The course outcome that aligns with it the most is “design and evaluate computing solutions that solve a given problem using algorithmic principles and computer science practices and standards appropriate to its solution, while managing the trade-offs involved in design choices.” This enhancement will accomplish this outcome because I will be going into detail as well as showing how each new algorithm or structure will be used. I will also exemplify the uses of the data structures and algorithms which will show my knowledge of making design choices. Another course outcome is “demonstrate an ability to use well-founded and innovative techniques, skills, and tools in computing practices for the purpose of implementing computer solutions that deliver value and accomplish industry-specific goals.” This artifact will show my ability to use the programming language C++ and data structures and algorithms accordingly. This ability will help accomplish industry goals like managing large amounts of data.
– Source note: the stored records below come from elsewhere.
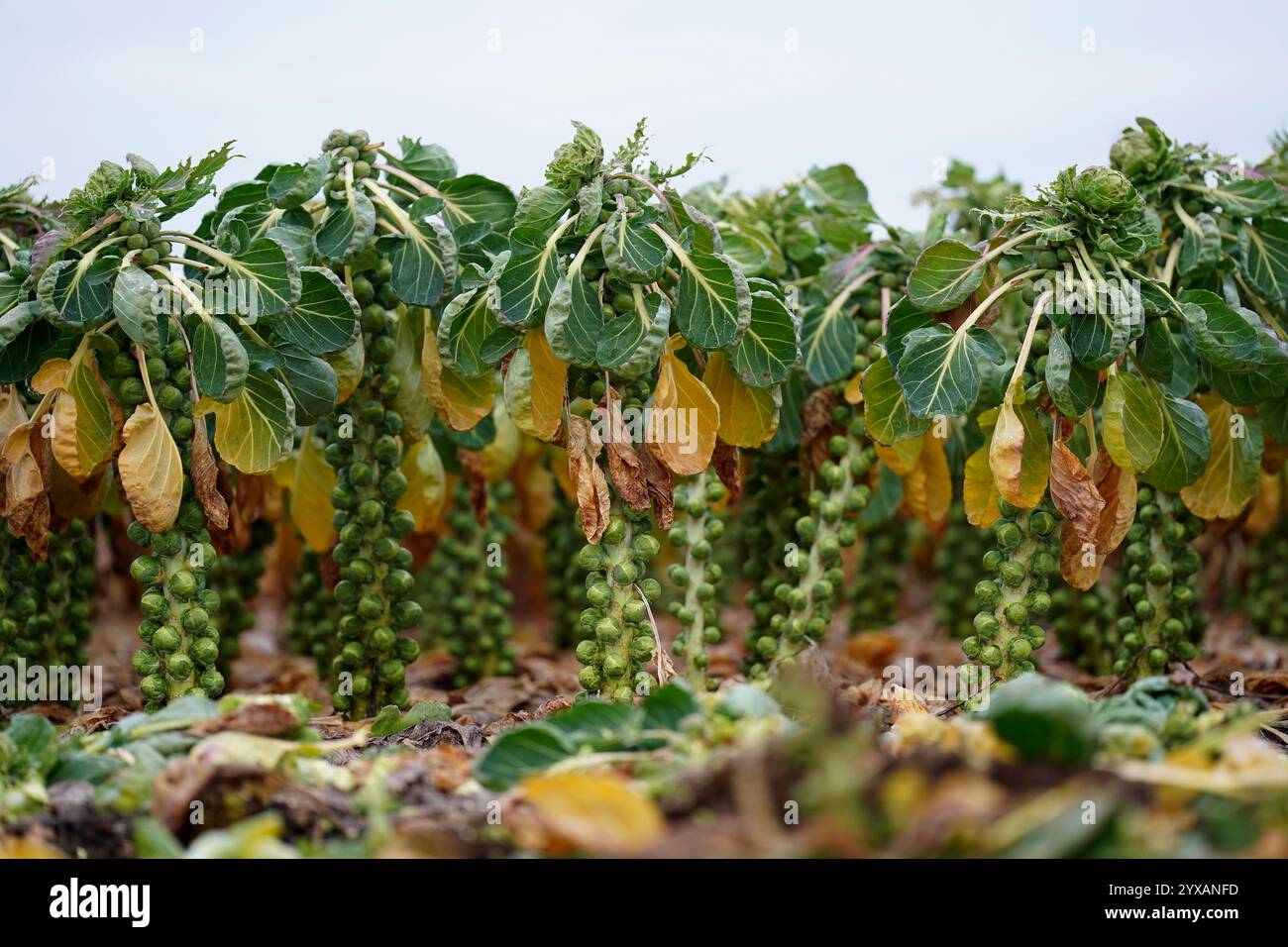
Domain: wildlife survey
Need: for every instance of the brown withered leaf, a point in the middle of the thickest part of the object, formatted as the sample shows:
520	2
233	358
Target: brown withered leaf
661	487
816	415
1119	488
589	480
1074	493
205	474
623	463
725	460
71	500
1081	560
473	466
27	462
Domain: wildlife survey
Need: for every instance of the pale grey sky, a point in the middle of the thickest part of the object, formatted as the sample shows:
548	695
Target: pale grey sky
768	88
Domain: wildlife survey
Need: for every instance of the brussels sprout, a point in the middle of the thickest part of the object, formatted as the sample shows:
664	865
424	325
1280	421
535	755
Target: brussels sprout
467	607
1024	540
1158	621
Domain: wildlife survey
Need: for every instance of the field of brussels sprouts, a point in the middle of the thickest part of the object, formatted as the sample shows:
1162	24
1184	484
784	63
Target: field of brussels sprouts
394	512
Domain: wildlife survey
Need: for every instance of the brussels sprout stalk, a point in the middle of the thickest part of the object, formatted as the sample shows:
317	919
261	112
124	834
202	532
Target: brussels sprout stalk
698	577
825	531
621	642
468	600
1159	625
1022	561
178	628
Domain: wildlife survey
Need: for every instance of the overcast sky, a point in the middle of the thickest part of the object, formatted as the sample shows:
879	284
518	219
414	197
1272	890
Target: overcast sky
768	88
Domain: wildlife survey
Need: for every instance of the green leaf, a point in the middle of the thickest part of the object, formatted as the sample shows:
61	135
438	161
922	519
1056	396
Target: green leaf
595	724
310	381
467	330
1263	257
411	401
430	162
257	431
712	303
1098	339
1132	423
1201	247
575	318
529	275
1274	419
1269	379
326	317
1186	445
632	250
77	294
16	321
632	341
296	240
1222	335
666	707
35	344
1043	719
1247	196
939	371
424	262
944	275
828	339
837	187
475	198
902	320
133	298
769	350
540	208
270	270
518	753
219	361
790	416
1073	385
11	291
347	228
292	184
1154	351
885	411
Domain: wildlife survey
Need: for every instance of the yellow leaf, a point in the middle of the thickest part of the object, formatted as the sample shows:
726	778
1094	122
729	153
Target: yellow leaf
84	421
498	457
24	480
310	495
901	457
254	432
151	471
928	487
748	416
1019	455
595	813
1006	451
1231	479
854	389
348	365
535	386
72	500
426	483
979	491
1267	506
684	419
12	411
51	376
462	402
411	401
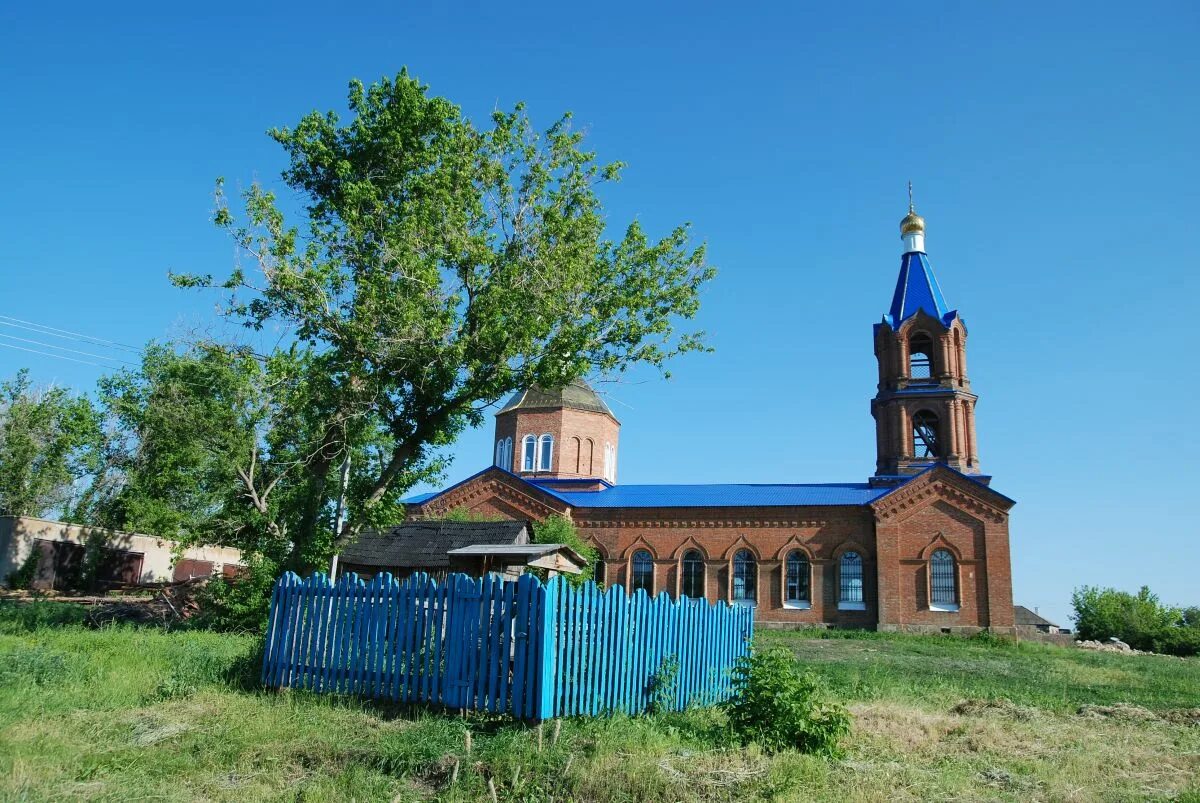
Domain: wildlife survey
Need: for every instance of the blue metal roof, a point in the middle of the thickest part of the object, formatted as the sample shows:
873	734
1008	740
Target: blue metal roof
721	496
917	289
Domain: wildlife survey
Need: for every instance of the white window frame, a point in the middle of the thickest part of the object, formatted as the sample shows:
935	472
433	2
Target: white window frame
945	607
745	601
529	453
798	604
852	605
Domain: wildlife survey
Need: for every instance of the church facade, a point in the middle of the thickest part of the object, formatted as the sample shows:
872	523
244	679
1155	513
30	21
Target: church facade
921	545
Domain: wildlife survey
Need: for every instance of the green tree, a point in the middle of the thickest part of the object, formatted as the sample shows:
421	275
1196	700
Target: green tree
1133	618
439	268
210	443
49	442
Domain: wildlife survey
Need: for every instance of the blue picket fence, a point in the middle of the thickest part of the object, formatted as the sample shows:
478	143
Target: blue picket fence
532	649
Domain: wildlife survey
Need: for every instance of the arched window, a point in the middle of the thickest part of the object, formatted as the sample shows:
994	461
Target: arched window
529	454
691	581
850	582
642	571
797	589
921	357
925	442
943	580
745	579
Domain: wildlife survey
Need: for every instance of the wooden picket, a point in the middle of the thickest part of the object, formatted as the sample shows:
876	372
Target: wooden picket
522	647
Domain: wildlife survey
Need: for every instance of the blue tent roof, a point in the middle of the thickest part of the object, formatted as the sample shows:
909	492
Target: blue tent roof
769	495
917	289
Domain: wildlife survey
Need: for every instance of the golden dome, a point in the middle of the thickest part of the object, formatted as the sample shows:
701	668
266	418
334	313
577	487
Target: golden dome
912	223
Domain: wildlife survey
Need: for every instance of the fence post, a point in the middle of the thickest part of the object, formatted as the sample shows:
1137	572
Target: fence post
547	634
Originally, I had planned to include more data structures and algorithms into this artifact. As research and planning took place for this artifact, I began to realize that many of the data structures and algorithms I had planned to use are very similar to the ones I have already investigated previously. I decided to improve on my previous code as I thought it was enough in showing my knowledge in data structures and algorithms. I did try to implement another sorting technique in my code but had trouble implementing it correctly. In my opinion, it would be better to make my original code better than to implement a code that I was not confident in showing. As for the additional data structures and algorithms, I explained and detailed them further as well as show some examples of them. This artifact was more about perfecting and adding additional knowledge to the original artifact.
Enhancement Text
There are several data structures and algorithms that were explored using the programming language C++. The three data structures were vectors, hash tables, and tree structures. The algorithms explored were search, sort, and hashing/chaining. The following sections will analyze how each data structures and algorithms were used within the program and its effectiveness in performing the required function. The overall program was to display a list in which a user can view, load, remove, or update a list of bids. Some parts of the program were directed in sorting or editing the bidding list in specific ways.
I. Data Structures
Vectors are an ordered list of a certain data type (Zybooks, n.d., 2.6). They are very much alike arrays but can easily resize the list (2.7). A vector has a failsafe in which it checks whether an index is within the vector’s range. In an array, index four has the data 34 already stored. As the program continues, another data is set to index four and hence the data 34 will be overwritten by the new data. In VectorSorting, a vector was utilized to store the bids from the provided file. This data structure is better suited than using an array because a bid can be removed or added and checks the range.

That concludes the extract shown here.